Un grupo internacional de científicos puso en discusión la respuesta de la Organización Mundial de la Salud (OMS) frente a un brote de hantavirus detectado en un crucero, al considerar que las medidas oficiales podrían no reflejar con precisión la forma en que se produce la transmisión del virus en determinados contextos cerrados.
Expertos piden revisar protocolos de la OMS tras el brote de hantavirus
Un equipo de investigadores internacionales propuso una revisión de los lineamientos sanitarios vigentes luego del episodio registrado en el crucero, al advertir que la evidencia analizada sugiere fortalecer las medidas de prevención en espacios cerrados y de alta circulación de personas.

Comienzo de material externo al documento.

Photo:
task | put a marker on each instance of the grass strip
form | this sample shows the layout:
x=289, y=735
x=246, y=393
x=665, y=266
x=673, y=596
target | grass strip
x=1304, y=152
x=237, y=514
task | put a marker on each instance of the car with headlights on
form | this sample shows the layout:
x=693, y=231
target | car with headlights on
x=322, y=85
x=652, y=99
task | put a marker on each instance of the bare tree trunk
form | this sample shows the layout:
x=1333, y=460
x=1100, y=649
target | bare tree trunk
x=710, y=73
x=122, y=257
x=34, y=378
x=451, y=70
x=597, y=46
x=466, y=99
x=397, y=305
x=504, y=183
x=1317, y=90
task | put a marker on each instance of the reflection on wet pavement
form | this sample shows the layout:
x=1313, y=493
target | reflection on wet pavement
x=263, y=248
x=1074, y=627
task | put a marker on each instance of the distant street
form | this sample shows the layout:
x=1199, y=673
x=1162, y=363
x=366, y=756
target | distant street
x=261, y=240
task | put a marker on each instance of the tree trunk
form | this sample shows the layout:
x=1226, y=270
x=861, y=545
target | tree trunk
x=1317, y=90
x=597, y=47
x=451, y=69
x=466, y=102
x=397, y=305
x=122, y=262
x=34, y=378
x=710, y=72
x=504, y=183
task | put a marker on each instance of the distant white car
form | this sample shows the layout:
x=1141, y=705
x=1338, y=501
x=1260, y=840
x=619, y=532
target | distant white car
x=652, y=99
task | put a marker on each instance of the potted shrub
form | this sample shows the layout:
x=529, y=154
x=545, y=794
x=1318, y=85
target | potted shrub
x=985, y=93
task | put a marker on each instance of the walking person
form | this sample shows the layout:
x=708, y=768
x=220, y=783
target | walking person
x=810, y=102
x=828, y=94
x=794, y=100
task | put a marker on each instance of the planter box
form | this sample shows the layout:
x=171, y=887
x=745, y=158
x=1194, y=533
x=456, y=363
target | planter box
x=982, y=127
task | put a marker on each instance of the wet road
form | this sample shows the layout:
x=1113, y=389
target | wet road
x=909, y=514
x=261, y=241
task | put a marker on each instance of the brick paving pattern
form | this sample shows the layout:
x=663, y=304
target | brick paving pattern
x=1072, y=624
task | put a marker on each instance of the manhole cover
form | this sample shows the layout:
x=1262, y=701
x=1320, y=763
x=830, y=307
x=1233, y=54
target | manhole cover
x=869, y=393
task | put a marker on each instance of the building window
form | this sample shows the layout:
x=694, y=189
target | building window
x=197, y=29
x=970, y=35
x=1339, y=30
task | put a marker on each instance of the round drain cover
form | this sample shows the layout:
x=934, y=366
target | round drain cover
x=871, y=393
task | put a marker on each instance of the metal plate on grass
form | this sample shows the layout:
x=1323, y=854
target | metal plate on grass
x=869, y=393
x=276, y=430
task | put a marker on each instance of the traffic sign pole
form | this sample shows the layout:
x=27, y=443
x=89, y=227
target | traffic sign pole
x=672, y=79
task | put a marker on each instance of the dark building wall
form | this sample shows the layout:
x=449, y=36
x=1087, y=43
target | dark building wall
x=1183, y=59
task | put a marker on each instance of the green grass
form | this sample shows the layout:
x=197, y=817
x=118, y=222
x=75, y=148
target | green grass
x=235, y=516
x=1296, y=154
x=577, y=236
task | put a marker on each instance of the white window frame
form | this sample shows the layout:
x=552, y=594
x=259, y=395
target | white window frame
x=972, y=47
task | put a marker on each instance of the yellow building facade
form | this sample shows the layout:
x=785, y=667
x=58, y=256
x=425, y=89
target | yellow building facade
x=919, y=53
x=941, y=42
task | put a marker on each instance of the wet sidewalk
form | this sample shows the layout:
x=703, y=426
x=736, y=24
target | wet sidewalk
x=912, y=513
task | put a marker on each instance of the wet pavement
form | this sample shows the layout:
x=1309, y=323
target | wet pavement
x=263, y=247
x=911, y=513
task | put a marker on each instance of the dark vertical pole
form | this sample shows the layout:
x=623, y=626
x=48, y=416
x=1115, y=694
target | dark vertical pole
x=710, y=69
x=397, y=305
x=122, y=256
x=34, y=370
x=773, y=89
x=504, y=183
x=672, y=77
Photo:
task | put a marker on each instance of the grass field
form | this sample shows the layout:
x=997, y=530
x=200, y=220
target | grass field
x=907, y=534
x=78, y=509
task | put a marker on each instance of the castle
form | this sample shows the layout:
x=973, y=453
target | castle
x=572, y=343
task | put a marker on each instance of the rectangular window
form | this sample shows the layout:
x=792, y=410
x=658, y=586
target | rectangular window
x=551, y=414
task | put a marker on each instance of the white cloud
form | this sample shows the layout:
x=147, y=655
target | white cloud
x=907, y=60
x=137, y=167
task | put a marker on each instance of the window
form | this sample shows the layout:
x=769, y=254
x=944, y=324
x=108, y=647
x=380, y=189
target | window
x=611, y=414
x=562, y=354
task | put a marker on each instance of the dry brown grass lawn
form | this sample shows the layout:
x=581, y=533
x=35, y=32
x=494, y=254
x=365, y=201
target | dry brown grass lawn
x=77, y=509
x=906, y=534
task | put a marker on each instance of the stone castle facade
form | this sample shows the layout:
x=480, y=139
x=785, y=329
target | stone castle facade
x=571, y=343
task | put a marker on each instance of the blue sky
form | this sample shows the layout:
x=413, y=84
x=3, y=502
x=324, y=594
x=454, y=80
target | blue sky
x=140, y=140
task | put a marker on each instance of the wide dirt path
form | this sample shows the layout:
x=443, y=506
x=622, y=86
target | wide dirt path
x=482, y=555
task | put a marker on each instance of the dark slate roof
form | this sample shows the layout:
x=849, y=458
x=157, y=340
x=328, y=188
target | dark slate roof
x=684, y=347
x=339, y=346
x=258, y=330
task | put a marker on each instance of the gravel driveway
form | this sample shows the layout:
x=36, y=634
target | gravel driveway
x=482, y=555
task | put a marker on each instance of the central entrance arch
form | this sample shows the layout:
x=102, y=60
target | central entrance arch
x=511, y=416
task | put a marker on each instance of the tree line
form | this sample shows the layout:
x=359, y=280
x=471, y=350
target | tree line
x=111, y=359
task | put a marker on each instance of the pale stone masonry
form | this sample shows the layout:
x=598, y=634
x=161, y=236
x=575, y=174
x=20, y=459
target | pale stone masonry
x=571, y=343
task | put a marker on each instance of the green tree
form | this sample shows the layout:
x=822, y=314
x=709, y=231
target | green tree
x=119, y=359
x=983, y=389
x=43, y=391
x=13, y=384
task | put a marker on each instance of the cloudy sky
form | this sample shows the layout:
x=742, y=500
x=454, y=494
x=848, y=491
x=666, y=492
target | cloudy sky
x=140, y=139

Los especialistas, provenientes de distintas universidades de Estados Unidos, Reino Unido, Canadá, Nueva Zelanda y Australia, analizaron el episodio y plantearon la necesidad de revisar los protocolos actuales, especialmente en lo referido al riesgo de transmisión aérea en ambientes de alta concentración de personas.

Brote en el crucero
El episodio se registró en el crucero MV y motivó la publicación de un artículo en la revista British Medical Journal (BMJ). En ese trabajo participaron investigadores de instituciones como la Universidad de Maryland, la Universidad de Oxford, la Universidad de Toronto, la Universidad de Otago, la Universidad Tecnológica de Queensland y la Escuela de Salud Pública de Colorado.

El análisis se centró en la posibilidad de que el contagio no dependa únicamente del contacto estrecho tradicional, sino que también intervengan partículas suspendidas en el aire en espacios cerrados, lo que ampliaría el rango de escenarios de riesgo.
Debate sobre la transmisión aérea
Según los expertos, el hantavirus presenta evidencia documentada de transmisión de persona a persona en determinadas variantes, con un nivel de letalidad elevado. Bajo ese marco, sostienen que no debería descartarse la transmisión por aerosoles sin una verificación concluyente.
En ese sentido, proponen que las medidas preventivas se adopten de forma inmediata en lugar de esperar confirmaciones definitivas. Entre las recomendaciones mencionadas se incluyen el uso de barbijos en personal sanitario y contactos cercanos, la mejora de la ventilación en espacios cerrados, la eliminación de la recirculación de aire sin filtrado y la incorporación de sistemas de filtración HEPA en entornos de cuarentena y transporte.
Revisión de protocolos
Los investigadores también analizaron documentos recientes difundidos por la OMS, donde observaron diferencias en el enfoque sobre las vías de transmisión. Por un lado, algunos informes reconocen la posibilidad de contagio entre personas, aunque priorizan precauciones vinculadas a gotículas y contacto directo.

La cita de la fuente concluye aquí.